C&I Panel Discussion: Should Testing be Abolished?
Sarah Lubienski, Sarah McCarthey, and Patrick Smith
Experts from the Department of Curriculum and Instruction will discuss:
- Current uses and abuses of standardized testing in the U.S.
- Effects of testing on diverse populations
- Teacher accountability and the new NCLB legislation
- International and national comparisons
Sarah Lubienski is a professor of mathematics education and the former chair of the NAEP Studies SIG of AERA. With funding from the National Center for Education Statistics, she has used standardized test data to examine disparities in diverse students' math outcomes, and factors underlying those outcomes. She believes good, national tests provide valuable information and can serve as powerful levers of reform.
Sarah McCarthey, Professor of Language & Literacy and Director of Teacher Education, studies the effects of policy contexts, including NCLB, on students, teachers, and teacher educators. She finds that when test scores are used inappropriately, schools are labeled as failing, teachers are maligned, and teacher education programs are damned. But can assessment be salvaged to inform better instruction?
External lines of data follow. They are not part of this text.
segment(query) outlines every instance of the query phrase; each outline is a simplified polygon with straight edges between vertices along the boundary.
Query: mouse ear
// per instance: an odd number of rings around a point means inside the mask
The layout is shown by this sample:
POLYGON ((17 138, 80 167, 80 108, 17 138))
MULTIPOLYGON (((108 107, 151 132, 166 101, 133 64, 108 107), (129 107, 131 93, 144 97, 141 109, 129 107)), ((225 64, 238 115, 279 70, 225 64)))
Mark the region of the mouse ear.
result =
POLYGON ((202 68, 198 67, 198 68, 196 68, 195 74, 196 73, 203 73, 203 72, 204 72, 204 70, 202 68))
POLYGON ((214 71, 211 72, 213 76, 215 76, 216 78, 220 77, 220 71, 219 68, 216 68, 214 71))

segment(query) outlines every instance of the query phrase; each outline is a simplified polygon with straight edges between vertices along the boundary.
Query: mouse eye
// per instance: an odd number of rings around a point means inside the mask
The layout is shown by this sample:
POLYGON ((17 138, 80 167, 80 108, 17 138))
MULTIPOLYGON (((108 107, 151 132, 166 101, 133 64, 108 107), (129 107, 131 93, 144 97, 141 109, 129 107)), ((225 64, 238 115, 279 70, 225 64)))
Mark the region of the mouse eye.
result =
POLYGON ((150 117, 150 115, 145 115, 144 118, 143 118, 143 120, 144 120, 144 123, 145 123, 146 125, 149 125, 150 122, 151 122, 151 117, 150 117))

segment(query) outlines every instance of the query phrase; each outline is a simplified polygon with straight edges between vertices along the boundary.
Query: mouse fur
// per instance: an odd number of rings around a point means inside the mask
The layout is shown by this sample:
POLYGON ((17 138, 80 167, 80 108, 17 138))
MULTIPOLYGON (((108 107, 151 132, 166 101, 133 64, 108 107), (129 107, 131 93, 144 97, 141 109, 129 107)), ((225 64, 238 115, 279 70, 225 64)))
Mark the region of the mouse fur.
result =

Patrick Smith is an Associate Professor of Bilingual Education and Literacy. He studies language/literacy learning and human capital in and out of schools, with a focus on Spanish/English bilinguals and Mexican-origin students. (Im)migrant learners are historically marginalized in U.S. schools, and current monolingual testing practices further limit their educational trajectories while providing teachers with little useful information. Smith would abolish testing for emergent bilinguals and linguistically diverse learners.